On 4/11/2016 9:39 AM, Dave Smith wrote:
> On 2016-04-11 10:08 AM, Ed Pawlowski wrote:
>
>> You said you now have to pay a small premium for coverage. That is just
>> the first step to a larger premium How USA of them to start you on the
>> path.
>>
>> Sounds to me that both systems need some work. At least I know what my
>> payments are, you guys have it buried in taxes and no one seems to
>> really know what it is costing you.
>>
>
> The annual premium is less than a lot of Americans are paying monthly,
> and our overall taxes are not higher than yours.
BULLSHIT PREVARICATION!
http://www.huffingtonpost.ca/nadeem-...b_3733080.html
But the reality is that the Canadian health care system is not free --
in fact, Canadian families pay heavily for healthcare through the tax
system. That high price paints the long wait times and lack of medical
technologies in Canada in a very different light.
In 2013, a typical Canadian family of four can expect to pay $11,320 for
public health care insurance. For the average family of two parents with
one child that bill will be $10,989, and for the average family of two
adults (without children) the bill comes to $11,381. As a result of
lower average incomes and differences in taxation, the bills are smaller
for the average unattached individual ($3,780), for the average
one-parent-one-child family ($3,905), and the average one-parent
two-child family ($3,387). But no matter the family type, the bill is
not small, much less free.
And the bill is getting bigger over time. Before inflation, the cost of
public health care insurance went up by 53.3 per cent over the last
decade. That's more than 1.5 times faster than the cost of shelter (34.2
per cent) and clothing (32.4 per cent), and more than twice as fast as
the cost of food (23.4 per cent). It's also nearly 1.5 times faster than
the growth in average income over the decade (36.3 per cent).
And what did these substantial funds buy?
Despite talk of wait times reduction initiatives (backed with
substantial funding), Canadians face longer wait times than their
counterparts in other developed nations for emergency care, primary
care, specialist consultations, and elective surgery. Access to
physicians and medical technologies in Canada lags behind many other
developed nations. And things have improved little since 2003. For
example, the total wait time in 2012 (17.7 weeks from GP to treatment)
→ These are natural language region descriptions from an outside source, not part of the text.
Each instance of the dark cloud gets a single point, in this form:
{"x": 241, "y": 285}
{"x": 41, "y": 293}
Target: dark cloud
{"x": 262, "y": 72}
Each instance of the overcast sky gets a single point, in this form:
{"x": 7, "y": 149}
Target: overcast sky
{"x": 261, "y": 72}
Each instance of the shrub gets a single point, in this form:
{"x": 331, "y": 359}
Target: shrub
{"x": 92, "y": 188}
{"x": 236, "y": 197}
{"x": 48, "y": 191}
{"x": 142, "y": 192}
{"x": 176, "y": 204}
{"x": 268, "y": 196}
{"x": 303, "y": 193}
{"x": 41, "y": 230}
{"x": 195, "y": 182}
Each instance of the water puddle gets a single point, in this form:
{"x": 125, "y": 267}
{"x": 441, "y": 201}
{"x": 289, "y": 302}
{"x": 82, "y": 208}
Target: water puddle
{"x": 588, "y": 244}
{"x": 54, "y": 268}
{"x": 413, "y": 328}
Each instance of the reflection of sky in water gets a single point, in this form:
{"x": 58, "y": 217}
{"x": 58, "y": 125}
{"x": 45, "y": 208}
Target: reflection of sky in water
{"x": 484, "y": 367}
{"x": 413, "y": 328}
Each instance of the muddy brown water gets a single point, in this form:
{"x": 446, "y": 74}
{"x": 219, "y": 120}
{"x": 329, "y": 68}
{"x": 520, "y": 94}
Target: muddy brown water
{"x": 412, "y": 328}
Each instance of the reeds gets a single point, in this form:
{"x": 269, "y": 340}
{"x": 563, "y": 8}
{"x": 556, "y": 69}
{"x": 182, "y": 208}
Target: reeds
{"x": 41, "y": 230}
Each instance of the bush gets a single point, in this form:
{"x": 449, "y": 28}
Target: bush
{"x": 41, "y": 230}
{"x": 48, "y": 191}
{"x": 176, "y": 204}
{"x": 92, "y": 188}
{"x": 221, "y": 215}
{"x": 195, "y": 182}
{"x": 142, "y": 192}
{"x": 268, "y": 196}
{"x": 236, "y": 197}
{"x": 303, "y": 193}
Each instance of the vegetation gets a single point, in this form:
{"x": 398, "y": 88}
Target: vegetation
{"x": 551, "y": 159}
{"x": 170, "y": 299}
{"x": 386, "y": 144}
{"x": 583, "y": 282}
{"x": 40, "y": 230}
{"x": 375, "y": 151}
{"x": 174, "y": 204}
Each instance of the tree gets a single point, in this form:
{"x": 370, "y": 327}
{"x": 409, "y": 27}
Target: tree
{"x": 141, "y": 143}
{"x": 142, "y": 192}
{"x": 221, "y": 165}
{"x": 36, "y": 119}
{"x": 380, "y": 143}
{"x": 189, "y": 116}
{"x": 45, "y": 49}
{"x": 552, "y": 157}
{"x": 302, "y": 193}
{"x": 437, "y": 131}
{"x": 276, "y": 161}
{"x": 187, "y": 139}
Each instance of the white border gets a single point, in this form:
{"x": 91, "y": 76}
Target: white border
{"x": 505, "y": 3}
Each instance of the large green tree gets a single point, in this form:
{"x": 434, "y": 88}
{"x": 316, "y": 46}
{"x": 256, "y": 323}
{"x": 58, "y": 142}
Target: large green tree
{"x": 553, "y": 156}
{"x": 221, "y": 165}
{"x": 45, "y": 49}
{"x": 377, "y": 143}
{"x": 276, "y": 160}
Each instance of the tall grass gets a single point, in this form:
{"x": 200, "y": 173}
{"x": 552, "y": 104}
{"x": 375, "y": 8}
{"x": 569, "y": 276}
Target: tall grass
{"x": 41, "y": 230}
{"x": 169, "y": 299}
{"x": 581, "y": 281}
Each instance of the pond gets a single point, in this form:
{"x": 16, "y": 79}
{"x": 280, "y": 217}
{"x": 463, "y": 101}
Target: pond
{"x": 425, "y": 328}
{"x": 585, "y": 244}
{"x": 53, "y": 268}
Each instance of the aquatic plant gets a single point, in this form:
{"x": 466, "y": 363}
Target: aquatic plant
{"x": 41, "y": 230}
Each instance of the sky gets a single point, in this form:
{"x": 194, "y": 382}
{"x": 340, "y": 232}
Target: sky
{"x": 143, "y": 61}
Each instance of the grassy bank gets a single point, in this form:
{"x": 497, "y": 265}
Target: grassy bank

is every bit as long it was back then.
Don't be fooled by claims that health spending isn't high enough or that
transfers for health care to the provinces have been insufficient.
Canada's health care system is the developed world's most expensive
universal-access health care program after adjusting for the age of the
population (older people require more care).
Canadians aren't suffering from health care underfunding; they're
suffering from health care underperformance.
And it gets worse. Changing demographics mean Canada's health care
system has a funding gap of $537 billion. While health care is costly
and underperforming today, in the absence of reform the future will
either hold large increases in taxes, further reductions in the
availability of medical services, further erosion of non-health care
government services, or all of the above.